9 Responses to “10 Thursday AM Reads”

  1. rd says:

    An excellent article lambasting jargon for 401ks, 403bs, and IRAs:

    I know that I have had to sit down with my kids to go through their 401k packages when they first get employed so that they can begin to comprehend what the plans are and what would be reasonable investing choices. The packages themselves are almost worthless for neophytes. There is glossy advertising promising them the moon but which doesn’t work on them because they have such a cynical, jaundiced eye towards advertizing as they have been bombarded with it since childbirth. When they look for the real meat of what they need to do, not even Webster’s helps since the words (as the author points out) generally have different meanings than their common usage. I find I have to walk them through a practical life-cycle to get them to realize that they really need to start saving today for an event that is 40 years away ad then walk them trhorugh the importance of diversification and low expenses. For some odd reason, the packages never seem to point out that low expenses usually mean higher lifetime returns, all else being equal.

  2. rd says:

    Re: Big data

    I have always been baffled why consumer confidence is reported with breathless anticipation. As far as I have been able to figure out, consumer confidence readings are not correlated with actual spending in any systematic way with statistical significance.

  3. mpetrosian says:

    I’m pretty sure there is demand for timber outside the paper industry. Construction and a plethora of other commercial uses like furniture and cabinet making come to mind.
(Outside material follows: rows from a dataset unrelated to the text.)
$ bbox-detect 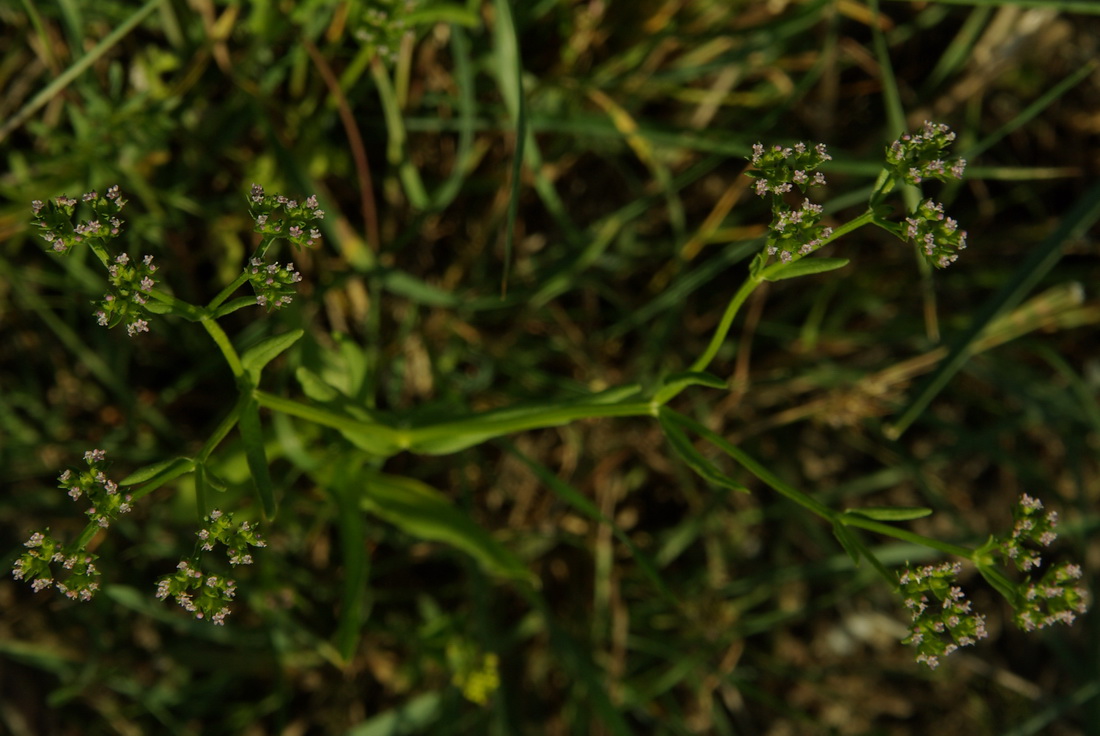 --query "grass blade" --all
[886,184,1100,439]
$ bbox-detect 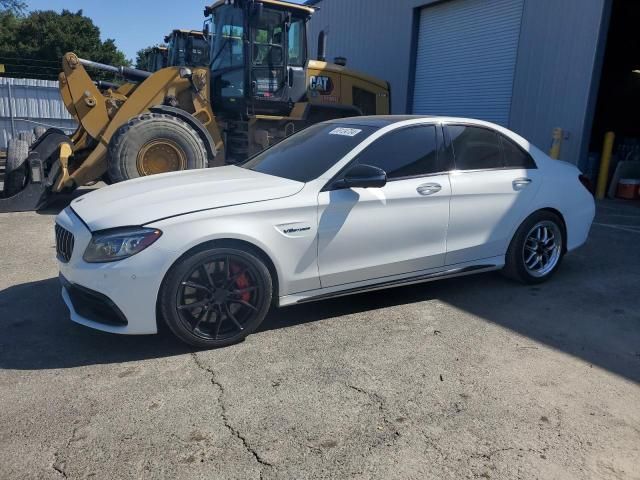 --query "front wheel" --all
[504,211,565,284]
[159,247,273,348]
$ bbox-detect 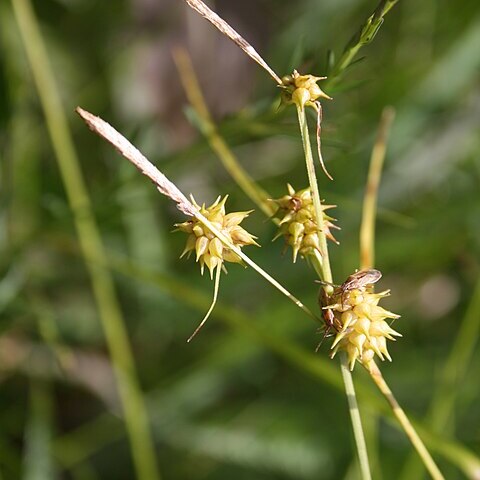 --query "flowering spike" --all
[323,271,401,369]
[175,195,258,277]
[273,184,339,263]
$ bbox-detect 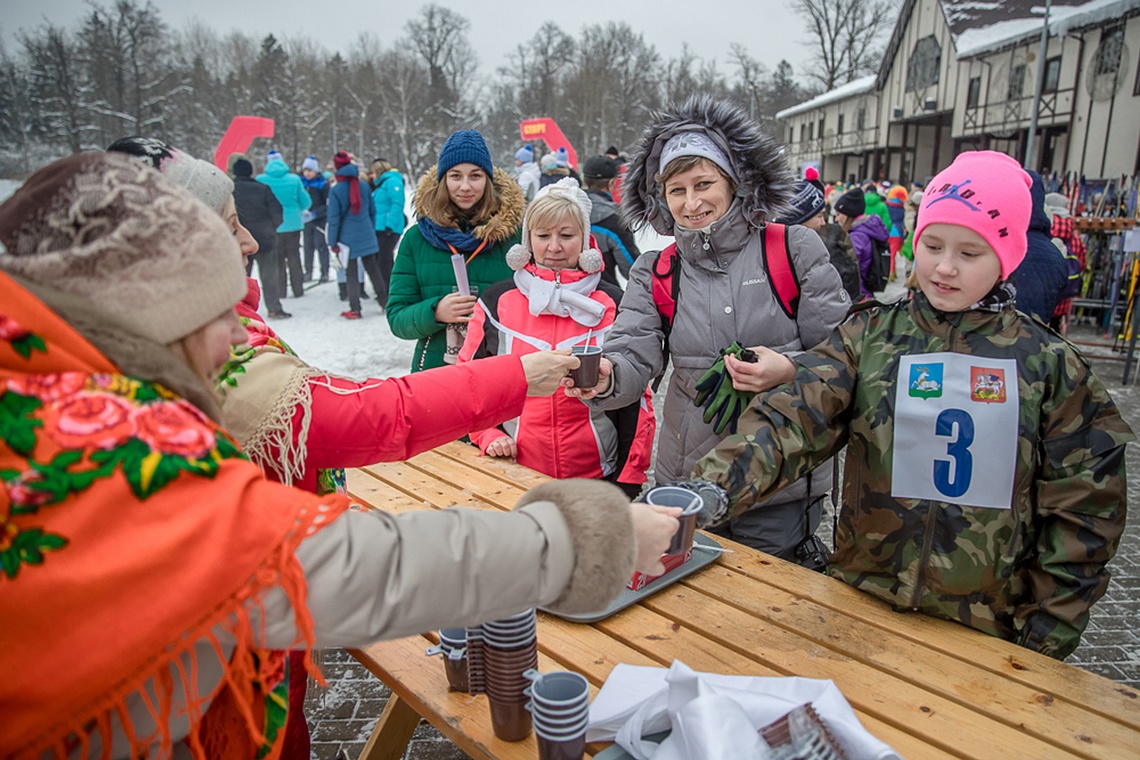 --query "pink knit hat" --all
[914,150,1033,279]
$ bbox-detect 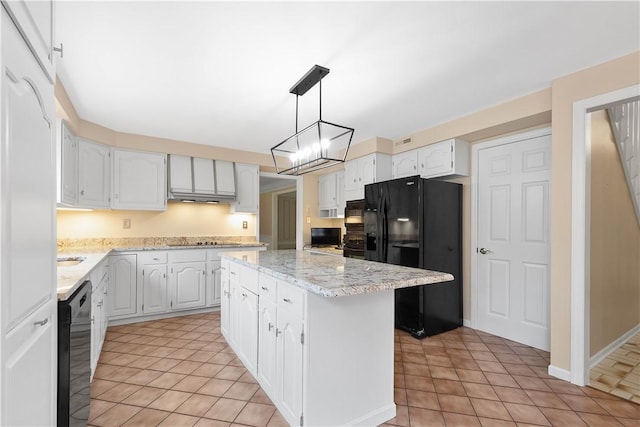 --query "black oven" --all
[343,200,365,259]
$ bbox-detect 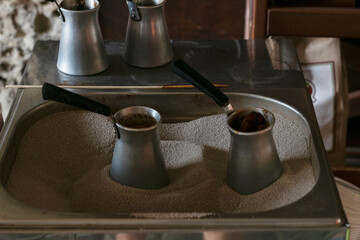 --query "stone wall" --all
[0,0,62,119]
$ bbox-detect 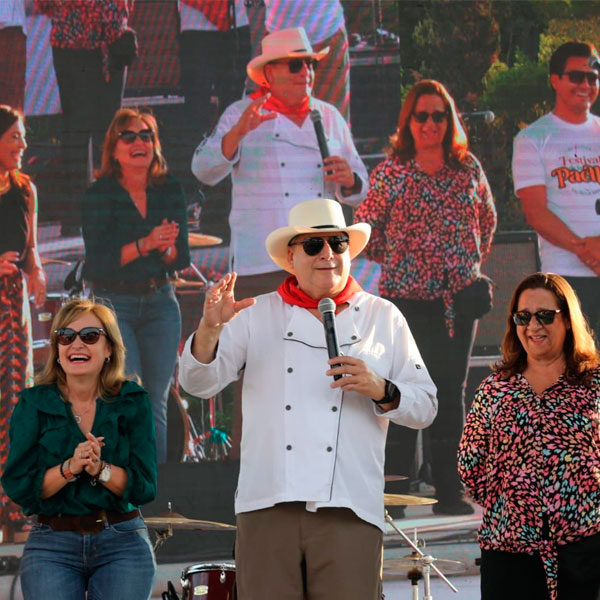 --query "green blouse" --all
[2,381,157,516]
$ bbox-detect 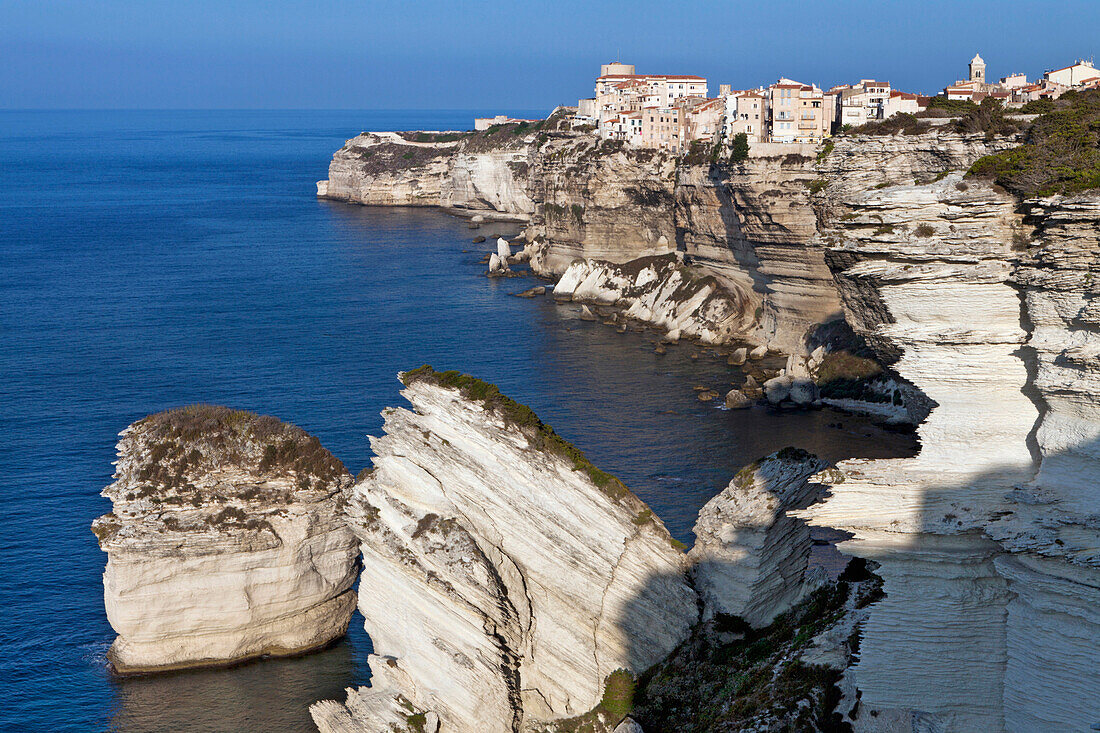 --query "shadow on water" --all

  4. Anonymous Jones says:

    “Stupid Things Equity Research People Say” was awesome!

  5. hue says:

    Blame Rich, Overeducated Elites as Our Society Frays (Bloomberg View)

    Facebook Drives Massive New Surge Of Traffic To Websites (Buzzfeed)

    Eroding Trust In Government: Confidence Crumbles(The Economist) Does Anyone Still Work at The New York Times? (Reuters)

  6. RW says:

    The case that growing wage inequality, like growing under/unemployment, was primarily related to lack of skills was never strong and there was always a fair amount of evidence against it as this working paper demonstrates but it did seem to satisfy a certain set of elite prejudices and thus it become a ‘fact’ that everybody who was anybody knew.

    Don’t Blame the Robots

    Assessing the Job Polarization Explanation of Growing Wage Inequality

    Principal findings include:
    1. Technological and skill deficiency explanations of wage inequality have failed to explain key wage patterns over the last three decades, including the 2000s.
    2. History shows that middle-wage occupations have shrunk and higher-wage occupations have expanded since the 1950s. This has not driven any changed pattern of wage trends.
    3. Evidence for job polarization is weak.
    4. There was no occupational job polarization in the 2000s.
    5. Occupational employment trends do not drive wage patterns or wage inequality.
    6. Occupations have become less, not more, important determinants of wage patterns.
    7. An expanded demand for low-wage service occupations is not a key driver of wage trends.
    8. Occupational employment trends provide only limited insights into the main dynamics of the labor market, particularly wage trends.

  7. RW says:

    How the $1.1 million Youabian Puma won the Los Angeles Auto Show

    Custom-built luxury cars often turn out awful, and a professional vehicle designer who suggested a car like this would be given a drug test and told not to operate machinery, but the Puma galumphs through the valley of ugly to fascinating.

  8. VennData says:

    Reid Triggers Constitutional Crisis to Fill the Courts with Let ‘em Loose Larry’s!!!

    Obama’s Alien invasion has begun!!! Buy your Ammo! Nancy Pelosi’s about to force you to have an alternative lifestyle! Buy Gold! Move to a Far Right Paradise! Impeach! Shoot Somebody!!!